3) My narcissist ex-friend, at least according to the stories he told me and others, was once a promising up-and-coming preacher in Foursquare, packing churches.  Some TV celeb wanted to get him on TV.  Yet he told me that secretly, he didn’t believe any of it, and whenever he spoke in “tongues,” it was just a bunch of gibberish he made up.  Unlike the other preacher celebs, though, he finally got disgusted and walked away.

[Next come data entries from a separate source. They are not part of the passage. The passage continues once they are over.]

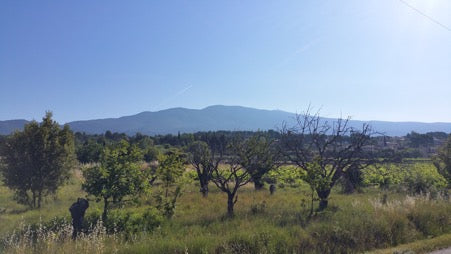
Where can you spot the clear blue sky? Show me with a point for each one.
(372, 59)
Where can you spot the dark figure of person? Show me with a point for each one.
(77, 211)
(272, 188)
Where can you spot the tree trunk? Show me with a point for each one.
(323, 199)
(230, 204)
(34, 200)
(258, 185)
(39, 199)
(204, 185)
(105, 210)
(322, 204)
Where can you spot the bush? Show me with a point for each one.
(422, 178)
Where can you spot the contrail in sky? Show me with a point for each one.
(168, 99)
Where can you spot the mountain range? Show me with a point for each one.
(183, 120)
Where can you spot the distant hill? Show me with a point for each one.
(9, 126)
(216, 118)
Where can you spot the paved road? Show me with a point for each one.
(443, 251)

4) The messaging on lust doesn’t just destroy young men.  In college, I was in a friends-with-benefits “relationship” that never actually went “all the way.”  It was with an Evangelical; I was Fundie, influenced by Evangelicals.  For that reason, it was full of so much lust and guilt and blame that it almost destroyed me.  I had normal feelings and desires, which he did his best to stir up, but he made me feel like a slut who was driving him away from God.  And I thought demons were tempting me, and poured it out to my prayer partner.  I told the guy what was going on, hoping for his help–and he turned around and treated me like an evil temptress he had to avoid like the plague.

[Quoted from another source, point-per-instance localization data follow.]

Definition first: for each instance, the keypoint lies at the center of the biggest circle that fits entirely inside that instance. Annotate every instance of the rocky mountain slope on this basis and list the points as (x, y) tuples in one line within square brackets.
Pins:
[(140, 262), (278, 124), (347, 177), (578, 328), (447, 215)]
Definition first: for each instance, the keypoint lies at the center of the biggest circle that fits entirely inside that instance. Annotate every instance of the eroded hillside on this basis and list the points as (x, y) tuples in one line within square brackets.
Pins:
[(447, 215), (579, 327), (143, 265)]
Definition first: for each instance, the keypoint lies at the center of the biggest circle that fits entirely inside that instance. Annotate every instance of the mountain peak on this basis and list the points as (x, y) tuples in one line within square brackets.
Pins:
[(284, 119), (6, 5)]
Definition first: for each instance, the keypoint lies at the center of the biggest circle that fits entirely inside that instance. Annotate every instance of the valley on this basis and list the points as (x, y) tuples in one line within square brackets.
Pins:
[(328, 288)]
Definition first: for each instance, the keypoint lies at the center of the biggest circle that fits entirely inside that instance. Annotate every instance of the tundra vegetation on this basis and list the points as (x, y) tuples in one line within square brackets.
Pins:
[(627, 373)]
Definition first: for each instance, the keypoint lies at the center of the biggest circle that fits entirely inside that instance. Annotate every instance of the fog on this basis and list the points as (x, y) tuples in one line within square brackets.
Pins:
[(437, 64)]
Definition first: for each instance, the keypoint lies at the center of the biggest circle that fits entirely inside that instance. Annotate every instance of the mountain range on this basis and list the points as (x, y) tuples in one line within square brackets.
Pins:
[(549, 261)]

5) I was raised in the 80s, when nobody around me said opposite-sex friendships were somehow bad.  Both in the church and out, it was expected and normal that people, both single and married, would have whatever friends they like.  I didn’t encounter this part of purity culture until my friendship with that narc ex-friend in #3, during the naughts.  The wife was very controlling and believed it was her prerogative to tell him who to be friends with, whether male or female.  She decided I was a threat.

Apparently the purity culture affected Orthodoxy through converts, because I confided in some converts online and they treated me like *I* was the problem for wanting to have a close friendship with a man!  It shocked me.  For years I wrote about it on my website/blog, seeking out articles proving that I wasn’t some kind of deviant and that it isn’t right to tell your spouse who to be friends with.  And yes, I still maintain various friendships with men!  One is in my own church, which is mostly “cradle” Orthodox, and nobody has ever so much as given me a side-eye for being close friends with him.

In recent years I finally found out this attitude was coming from Evangelical purity culture.  Samantha Field, who is bisexual, would hear this and think, “Samantha, you can’t have any friends.”